French Government To Make Insulting Mayors A Criminal Offense
from the we-love-free-speech-but-[unrolls-growing-list-of-exceptions] dept
French government entities continue to clamp down on speech. Following a terrorist attack on a French satirical newspaper, government leaders vowed to double down on protecting controversial speech. The govenment then fast-tracked several prosecutions under its anti-terrorism laws, which included arresting a comedian for posting some anti-semitic content. It further celebrated its embrace of free speech by arresting a man for mocking the death of three police officers.
A half-decade later, that same commitment to protecting speech no one might object to continues. The country's government passed a terrible hate speech law that would have allowed law enforcement to decide what content was acceptable (and what was arrestable.) Fortunately for its citizens, the country's Constitutional Court decided the law was unlawful and struck down most of it roughly a month later.
But that's not the end of bad speech laws in France. Government officials seem to have an unlimited amount of bad ideas. Some government officials are being hit with far more than objectionable words. Assaults of French mayors continue to occur at the rate of about once a day. Mayors assaulted and unassaulted have asked the French government to do more to protect them from these literal attacks.
The government has responded. And it's not going to make mayors any more popular or make them less likely to be physically attacked.
Any insult targeted at a French mayor will now be treated as contempt - an offence that carries a maximum penalty of community service or a €7,500 fine - France's justice minister has announced.

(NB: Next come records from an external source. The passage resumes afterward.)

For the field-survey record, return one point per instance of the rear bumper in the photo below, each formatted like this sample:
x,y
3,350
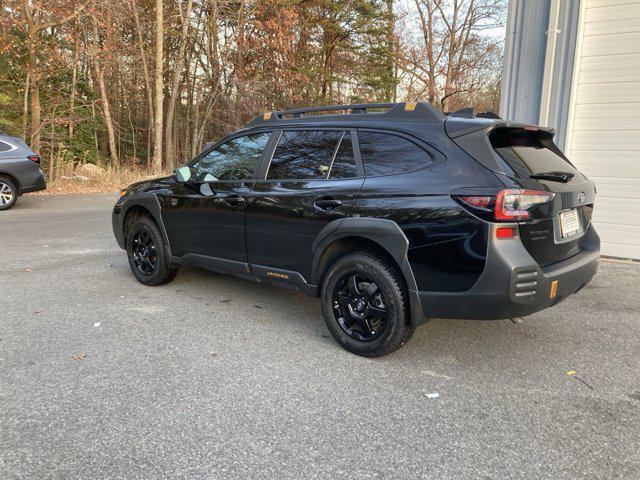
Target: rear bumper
x,y
33,184
116,223
513,284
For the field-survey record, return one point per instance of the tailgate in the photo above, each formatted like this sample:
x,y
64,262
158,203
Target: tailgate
x,y
526,157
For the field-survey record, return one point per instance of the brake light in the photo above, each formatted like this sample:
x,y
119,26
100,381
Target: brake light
x,y
477,201
514,204
505,232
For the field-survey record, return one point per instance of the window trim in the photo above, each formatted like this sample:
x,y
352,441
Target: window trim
x,y
227,139
262,177
436,155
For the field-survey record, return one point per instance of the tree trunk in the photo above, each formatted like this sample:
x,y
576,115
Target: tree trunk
x,y
36,110
106,109
157,144
175,85
74,83
25,105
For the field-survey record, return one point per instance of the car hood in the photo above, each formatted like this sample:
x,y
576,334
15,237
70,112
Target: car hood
x,y
151,184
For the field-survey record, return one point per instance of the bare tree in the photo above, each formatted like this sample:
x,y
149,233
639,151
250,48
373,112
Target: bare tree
x,y
159,104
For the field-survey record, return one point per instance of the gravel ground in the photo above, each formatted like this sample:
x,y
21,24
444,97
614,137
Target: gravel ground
x,y
216,377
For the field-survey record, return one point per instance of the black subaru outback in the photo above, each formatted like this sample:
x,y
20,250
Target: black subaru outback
x,y
390,213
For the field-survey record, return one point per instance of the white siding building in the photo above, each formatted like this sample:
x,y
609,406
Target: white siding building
x,y
575,65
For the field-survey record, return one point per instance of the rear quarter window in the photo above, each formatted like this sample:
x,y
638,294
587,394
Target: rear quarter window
x,y
527,153
386,154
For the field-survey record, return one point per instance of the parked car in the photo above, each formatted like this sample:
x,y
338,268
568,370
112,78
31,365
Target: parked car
x,y
391,217
19,170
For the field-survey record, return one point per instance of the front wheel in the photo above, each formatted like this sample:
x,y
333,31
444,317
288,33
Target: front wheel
x,y
8,193
147,253
365,307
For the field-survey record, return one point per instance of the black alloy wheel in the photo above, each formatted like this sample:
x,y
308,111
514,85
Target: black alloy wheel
x,y
148,254
359,307
365,305
143,250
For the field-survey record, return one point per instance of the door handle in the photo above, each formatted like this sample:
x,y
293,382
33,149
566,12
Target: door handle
x,y
327,203
234,200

“Any attack perpetuated against a mayor is an attack perpetuated against the Republic”, warned French Minister of Justice Eric Dupond-Moretti on Wednesday after a ministerial meeting to which local mayor associations were invited, according to BFMTV.

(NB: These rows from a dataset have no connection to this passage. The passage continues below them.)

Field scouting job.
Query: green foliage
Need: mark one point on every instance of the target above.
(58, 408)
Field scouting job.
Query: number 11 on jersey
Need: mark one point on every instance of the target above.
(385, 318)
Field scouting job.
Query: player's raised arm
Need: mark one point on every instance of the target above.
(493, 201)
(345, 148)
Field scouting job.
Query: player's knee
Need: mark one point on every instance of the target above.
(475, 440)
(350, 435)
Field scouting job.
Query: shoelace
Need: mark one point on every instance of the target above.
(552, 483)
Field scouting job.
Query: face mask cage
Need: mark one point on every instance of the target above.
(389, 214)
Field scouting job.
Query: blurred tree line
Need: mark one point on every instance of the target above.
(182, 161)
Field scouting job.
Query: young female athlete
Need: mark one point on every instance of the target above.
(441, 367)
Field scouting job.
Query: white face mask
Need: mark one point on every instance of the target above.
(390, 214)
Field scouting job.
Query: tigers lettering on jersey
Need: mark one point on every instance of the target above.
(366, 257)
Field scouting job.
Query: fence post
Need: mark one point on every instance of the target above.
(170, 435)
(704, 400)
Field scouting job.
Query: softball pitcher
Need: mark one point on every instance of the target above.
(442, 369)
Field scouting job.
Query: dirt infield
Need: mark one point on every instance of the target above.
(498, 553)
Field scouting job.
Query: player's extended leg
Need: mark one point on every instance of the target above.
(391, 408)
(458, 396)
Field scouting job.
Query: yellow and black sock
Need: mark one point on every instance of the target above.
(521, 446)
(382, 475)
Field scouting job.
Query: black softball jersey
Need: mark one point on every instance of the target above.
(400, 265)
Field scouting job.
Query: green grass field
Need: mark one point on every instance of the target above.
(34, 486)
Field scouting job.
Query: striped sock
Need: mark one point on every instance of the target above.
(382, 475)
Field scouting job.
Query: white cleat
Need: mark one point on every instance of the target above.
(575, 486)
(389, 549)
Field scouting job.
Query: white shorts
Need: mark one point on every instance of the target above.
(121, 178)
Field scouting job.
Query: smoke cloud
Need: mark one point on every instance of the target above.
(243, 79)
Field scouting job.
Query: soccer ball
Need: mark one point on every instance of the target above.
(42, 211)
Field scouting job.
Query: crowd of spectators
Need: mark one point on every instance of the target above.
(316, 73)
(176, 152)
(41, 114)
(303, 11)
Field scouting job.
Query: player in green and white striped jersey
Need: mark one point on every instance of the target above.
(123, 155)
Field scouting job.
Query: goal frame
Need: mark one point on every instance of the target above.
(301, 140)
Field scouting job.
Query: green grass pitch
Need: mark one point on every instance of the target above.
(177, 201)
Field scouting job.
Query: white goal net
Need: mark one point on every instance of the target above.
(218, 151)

Assault is already a crime, so the government has ways to deal with those who physically attack government officials. This new wrinkle makes being mean to them a crime. The Republic as a whole will feel every insult targeting a town mayor. So will the people uttering the insults. $7,500 fines and/or 280 hours of community service await those who like to fight with their words, rather than their fists.
This may trim down the number of public insults but it's hardly going to make the government any more popular with the governed. If French citizens are physically attacking mayors 300+ times a year, there's something more going on that just a little bit of assholishness that's gotten out of hand. Protecting people from violence is something any government should do. But protecting them from being insulted is something only authoritarians do.